The exhibition also brings to light the work of Charles Herbert Moore, a distinguished artist who has been largely overlooked, despite his influence as one of the most important watercolorists of his day. Moore was one of the original American Pre-Raphaelites in New York, a co-founder in 1863 of the Association for the Advancement of Truth in Art and a critic for the publication The New Path. Moore was a close colleague of both John Ruskin and Charles Eliot Norton, and brought his passion for Ruskin’s philosophies with him to Harvard in 1874. As an instructor, Moore worked in watercolor to copy details from a number of early Italian Renaissance paintings and numerous works from the British Museum collection. He brought these facsimiles back to Harvard, where he used them to teach art history and studio art in the days before color photography or survey texts. Moore became the first director of the Fogg Art Museum in 1896 and remained an instructor and director until his retirement in 1909.

“Charles Eliot Norton and Charles Herbert Moore are significant figures in the development of both the discipline of art history and the Art Museums here at Harvard,” said Thomas W. Lentz, Elizabeth and John Moors Cabot Director of the Harvard University Art Museums. “We are happy to be able to showcase these works in the spirit and tradition of two important-and often unrecognized-followers of John Ruskin. Both believed, as we do today, in the capacity of art to educate, and in the contribution art museums make to society.”

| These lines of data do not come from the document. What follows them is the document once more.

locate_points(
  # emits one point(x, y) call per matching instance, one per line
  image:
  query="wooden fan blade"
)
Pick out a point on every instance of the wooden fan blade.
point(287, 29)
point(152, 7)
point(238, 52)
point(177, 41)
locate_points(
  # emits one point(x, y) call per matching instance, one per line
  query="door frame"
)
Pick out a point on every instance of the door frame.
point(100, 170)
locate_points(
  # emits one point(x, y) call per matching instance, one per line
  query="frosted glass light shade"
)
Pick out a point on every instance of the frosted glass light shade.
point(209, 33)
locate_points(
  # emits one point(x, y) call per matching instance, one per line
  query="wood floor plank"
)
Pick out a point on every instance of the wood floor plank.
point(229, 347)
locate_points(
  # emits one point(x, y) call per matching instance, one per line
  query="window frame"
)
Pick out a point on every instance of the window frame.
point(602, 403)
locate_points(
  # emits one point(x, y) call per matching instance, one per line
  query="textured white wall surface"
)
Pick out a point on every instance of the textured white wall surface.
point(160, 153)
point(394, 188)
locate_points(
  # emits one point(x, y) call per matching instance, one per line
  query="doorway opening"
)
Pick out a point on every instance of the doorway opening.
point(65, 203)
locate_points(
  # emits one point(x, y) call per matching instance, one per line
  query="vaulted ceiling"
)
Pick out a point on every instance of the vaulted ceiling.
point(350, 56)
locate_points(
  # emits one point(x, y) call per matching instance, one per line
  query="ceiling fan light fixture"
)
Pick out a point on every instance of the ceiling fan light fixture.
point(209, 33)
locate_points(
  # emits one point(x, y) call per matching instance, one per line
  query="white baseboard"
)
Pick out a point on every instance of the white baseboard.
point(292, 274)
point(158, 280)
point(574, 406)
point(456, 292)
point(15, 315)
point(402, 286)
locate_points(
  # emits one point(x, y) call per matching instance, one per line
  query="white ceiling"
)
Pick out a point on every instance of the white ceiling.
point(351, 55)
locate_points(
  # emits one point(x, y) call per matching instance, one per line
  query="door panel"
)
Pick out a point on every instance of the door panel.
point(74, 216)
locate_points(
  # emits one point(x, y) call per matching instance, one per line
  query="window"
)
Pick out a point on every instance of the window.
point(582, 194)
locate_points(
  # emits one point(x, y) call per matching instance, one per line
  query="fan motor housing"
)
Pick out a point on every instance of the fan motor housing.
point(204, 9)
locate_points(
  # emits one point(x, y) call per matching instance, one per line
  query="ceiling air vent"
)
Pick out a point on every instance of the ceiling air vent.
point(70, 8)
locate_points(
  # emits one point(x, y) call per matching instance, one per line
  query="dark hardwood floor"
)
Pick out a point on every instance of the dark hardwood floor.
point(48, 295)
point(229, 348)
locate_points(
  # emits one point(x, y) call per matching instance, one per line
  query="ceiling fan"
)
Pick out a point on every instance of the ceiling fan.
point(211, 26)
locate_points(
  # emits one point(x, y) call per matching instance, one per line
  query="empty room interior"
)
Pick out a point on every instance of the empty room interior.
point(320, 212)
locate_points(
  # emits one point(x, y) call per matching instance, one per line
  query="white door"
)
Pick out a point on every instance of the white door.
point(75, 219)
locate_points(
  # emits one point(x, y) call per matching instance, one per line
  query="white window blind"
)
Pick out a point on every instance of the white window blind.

A fine group of Ruskin’s own drawings and watercolors, and those of two British painters he greatly admired, Joseph M. W. Turner and William Henry Hunt, are also featured in the exhibition along with works by such important Americans as Henry Roderick Newman, Francesca Alexander, and Joseph Lindon Smith. Working largely in watercolor, these artists were active during the late 19th and early 20th centuries, and their small nature studies and copies after art and architecture were painted with technical precision and in rich color. In Ruskinian style, they made highly realistic images of great delicacy and beauty.

Credit
The Last Ruskinians: Charles Eliot Norton, Charles Herbert Moore, and Their Circle was organized by the Department of American Painting, Sculpture, and Decorative Arts, Harvard University Art Museums, with support from the Annemarie Henle Pope Special Exhibitions Fund.

Featured Works
Most of the works in the exhibition are drawn from the permanent collection of the Fogg Art Museum, supplemented with generous loans from public and private collectors. The Fogg’s holdings include a superb group of nearly 70 drawings and watercolors by John Ruskin, as well as the most extensive collection of works by Charles Herbert Moore.

Catalogue
The accompanying catalogue examines Ruskin’s significant influence on taste, collecting, and art instruction, with special emphasis on the role of his close friend and emissary in America, Charles Eliot Norton. The 104-page catalogue features original essays by curator Theodore E. Stebbins, Jr., with independent scholar Susan C. Ricci, assistant curator Virginia Anderson, and curatorial assistant Melissa Renn. The essay by Stebbins and Ricci focuses on the broad influence of Ruskin and of Norton, who shaped the taste of some of Boston’s greatest connoisseurs and collectors. Anderson’s essay discusses Ruskin’s influence on the evolution of Moore’s artistic career, and Melissa Renn has written on Moore as an instructor at Harvard. The catalogue also contains 57 color and 24 black-and-white illustrations. The publication was funded by the Henry P. McIlhenny Fund in the Andrew W. Mellon Publication Funds.